Machine Learning in Organic Materials: From Molecules to Devices

Presented by Dr. Kim Jelfs

We have been developing computational software towards assisting in the discovery of molecular materials with targeted structures and properties. Whilst initially we have focused upon porous molecular materials, we will also address the ways in which our approach is generalisable to other molecular materials and their applications, including as organic semiconductors or for photocatalysis. Intrinsically porous organic molecules have shown promise in separations, catalysis, encapsulation, sensing, and as porous liquids. These molecules are typically synthesised from organic precursors through dynamic covalent chemistry (DCC).

If we consider cages synthesised from imine condensation reactions alone, there are approximately 800,000 possible aldehyde and amine precursors, combining these in all the different possible topologies results in over 830 million possible porous organic cages. Therefore, either from a computational or synthetic perspective, it is not possible for us to screen all these possible assemblies. Our evolutionary algorithm automates the assembly of hypothetical molecules from a library of precursors. The software belongs to the class of approaches inspired by Darwin's theory of evolution and the premise of "survival of the fittest". Our approach has already suggested promising targets that have been synthetically realised.

Further, we are addressing questions such as which topologies or DCC reactions maximise void size or whether specific chemical functionalities promote targeted applications. We have also examined the application of machine learning for the rapid prediction of whether porous organic molecules will be shape persistent, retaining an internal cavity, or not, and recurrent neural networks to generate new molecules with target optoelectronic properties.

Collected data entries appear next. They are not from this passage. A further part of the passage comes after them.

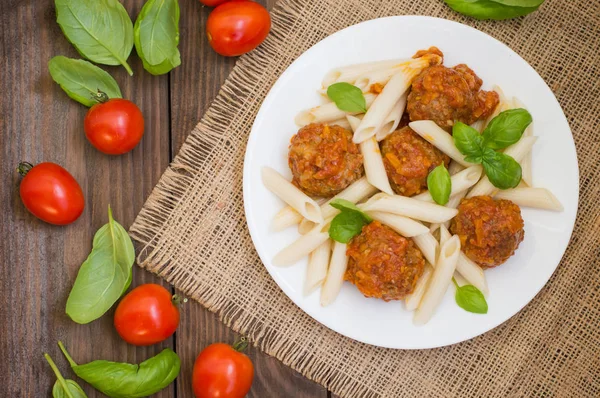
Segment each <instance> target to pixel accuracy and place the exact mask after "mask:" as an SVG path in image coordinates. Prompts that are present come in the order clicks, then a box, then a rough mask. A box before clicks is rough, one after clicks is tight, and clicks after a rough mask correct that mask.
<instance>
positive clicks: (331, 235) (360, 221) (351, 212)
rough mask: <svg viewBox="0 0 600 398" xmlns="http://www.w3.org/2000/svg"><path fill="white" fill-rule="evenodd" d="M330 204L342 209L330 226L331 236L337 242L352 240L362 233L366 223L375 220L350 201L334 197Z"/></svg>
mask: <svg viewBox="0 0 600 398" xmlns="http://www.w3.org/2000/svg"><path fill="white" fill-rule="evenodd" d="M329 205H330V206H332V207H335V208H336V209H338V210H340V214H338V215H337V216H335V217H334V218H333V220H332V221H331V225H330V227H329V237H330V238H331V239H333V240H335V241H336V242H340V243H348V242H350V240H351V239H352V238H353V237H355V236H356V235H358V234H360V232H361V231H362V228H363V227H364V226H365V225H367V224H369V223H370V222H371V221H373V219H372V218H371V217H369V216H368V215H367V214H365V213H364V212H362V211H361V210H360V209H359V208H358V207H356V205H355V204H354V203H352V202H350V201H347V200H344V199H334V200H332V201H331V203H330V204H329Z"/></svg>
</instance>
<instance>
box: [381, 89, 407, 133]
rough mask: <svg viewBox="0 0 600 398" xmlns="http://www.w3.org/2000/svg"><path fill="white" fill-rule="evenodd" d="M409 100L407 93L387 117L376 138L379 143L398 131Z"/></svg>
mask: <svg viewBox="0 0 600 398" xmlns="http://www.w3.org/2000/svg"><path fill="white" fill-rule="evenodd" d="M407 98H408V93H405V94H404V95H403V96H402V97H400V99H399V100H398V102H397V103H396V105H394V107H393V108H392V110H391V111H390V113H389V114H388V115H387V116H386V118H385V120H384V121H383V124H382V126H381V128H380V129H379V131H377V133H376V134H375V138H376V139H377V141H381V140H383V139H384V138H385V137H387V136H388V135H390V134H392V133H393V132H394V131H396V129H397V128H398V125H399V124H400V121H401V120H402V115H403V114H404V110H405V109H406V99H407Z"/></svg>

Presented by Mr. Gu Zewen | PhD Student, Lancaster University.

Nowadays, the wide applications of adhesives joining has been stimulated due to their excellent performances over conventional joining methods.  However, conventional numerical and experimental methods still rely on ‘’one-factor-at-a-time’’ technique for analysing adhesive joints, which neglects the complicated, while essential, mutual effects of design variables of adhesive joints. Therefore, this study employed black-box (Deep Neuron Networks) and grey-box (Genetic Programming) machine learning methods to investigate the mutual effects of continuous (geometry) and discrete (materials) design parameters of composites adhesive joints. The aim is to conduct a systematic and comparative study for involving all possible design variables in evaluating the mechanical properties of composites adhesive joints. Coupling with Latin Hypercube sampling technique, a FE model of adhesive joints validated by experimental results is used to generate input data for both developed machine learning models. Case studies based various geometric properties and different joining materials are analysed, and a systematically comparative study is conducted to show the different features of the two machine learning models. In the end, the best combinations of the continuous and discrete parameters for the case studies are found by applying the proposed method. The present method also shows the potential to extensively used in other applications where complicated multiple variables involve.

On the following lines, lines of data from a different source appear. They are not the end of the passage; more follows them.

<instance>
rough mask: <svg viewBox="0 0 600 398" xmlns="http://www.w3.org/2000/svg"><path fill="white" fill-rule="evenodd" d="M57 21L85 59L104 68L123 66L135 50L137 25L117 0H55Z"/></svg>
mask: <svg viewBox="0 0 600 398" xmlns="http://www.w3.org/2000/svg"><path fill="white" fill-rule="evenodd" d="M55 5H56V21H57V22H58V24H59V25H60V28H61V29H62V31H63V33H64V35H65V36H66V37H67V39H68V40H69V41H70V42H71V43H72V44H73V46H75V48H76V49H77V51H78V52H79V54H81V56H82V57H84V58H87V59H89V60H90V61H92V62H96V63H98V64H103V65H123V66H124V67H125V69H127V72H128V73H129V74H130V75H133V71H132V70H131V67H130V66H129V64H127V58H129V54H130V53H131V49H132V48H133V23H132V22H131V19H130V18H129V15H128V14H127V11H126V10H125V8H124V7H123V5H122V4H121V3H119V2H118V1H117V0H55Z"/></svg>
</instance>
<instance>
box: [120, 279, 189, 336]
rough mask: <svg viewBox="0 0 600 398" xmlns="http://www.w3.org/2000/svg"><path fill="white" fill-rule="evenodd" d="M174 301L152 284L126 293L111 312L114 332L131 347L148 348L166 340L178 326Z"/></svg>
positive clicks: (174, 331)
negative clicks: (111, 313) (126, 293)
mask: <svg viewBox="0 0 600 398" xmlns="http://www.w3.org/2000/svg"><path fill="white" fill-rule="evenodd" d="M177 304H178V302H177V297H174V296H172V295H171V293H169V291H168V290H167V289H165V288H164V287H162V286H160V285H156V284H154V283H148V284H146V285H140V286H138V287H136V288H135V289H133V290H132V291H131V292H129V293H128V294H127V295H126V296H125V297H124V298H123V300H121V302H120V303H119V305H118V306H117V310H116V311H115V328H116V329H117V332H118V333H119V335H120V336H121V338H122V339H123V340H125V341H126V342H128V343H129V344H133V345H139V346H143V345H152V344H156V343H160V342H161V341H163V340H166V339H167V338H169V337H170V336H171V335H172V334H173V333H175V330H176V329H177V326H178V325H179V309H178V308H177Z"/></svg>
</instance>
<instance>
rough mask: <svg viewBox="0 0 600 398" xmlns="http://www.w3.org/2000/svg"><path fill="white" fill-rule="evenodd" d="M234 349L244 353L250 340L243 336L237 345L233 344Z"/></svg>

Presented by Hannah Melia | Citrine Informatics

This presentation will describe capability maps, what they are and how they are generated, before delving in to the different ways they can be used. Capability maps visualize the achievability of different property combinations by one or more material candidates in a design space. 

By comparing them:

AI for Materials is not just about predicting properties. It provides value to decision makers and captures knowledge in a way that can be leveraged on future projects. This talk hopes to highlight one aspect of that.

Presented by Tudur Wyn David, Bangor University

In recent years, machine learning (ML) has become a powerful technique for extracting meaningful information from both literature and experimental results. By utilising ML for prediction tasks, the research process can be dramatically enhanced by reducing demand on time – exhaustive experimentation. In addition, by analysing the model results of an ML analysis, greater insight can be achieved into the underlying features which govern a particular property. Two ML approaches will be considered: 1) an analysis of a database consisting of organic photovoltaic (OPV) material, stability and performance data and 2) an analysis of a dataset of outdoor tested OPV modules to perform forecasting of OPV stability and performance based on climatic conditions.

The analysis of the OPV material database is achieved using the materials, configuration and testing conditions as predictive attributes, and the power conversion efficiency (PCE) and time to reach 80% of the initial efficiency (T₈₀) as the response for prediction. A sequential minimal optimisation regression (SMOreg) ML algorithm is used to perform the prediction. This subsequently allows the most significant materials and configurations to be determined for enhancing both the stability and performance of OPV devices. The analysis is additionally considered in terms of devices tested under ISOS – L and ISOS – D standards such that the materials governing both light stability and dark storage stability can be determined.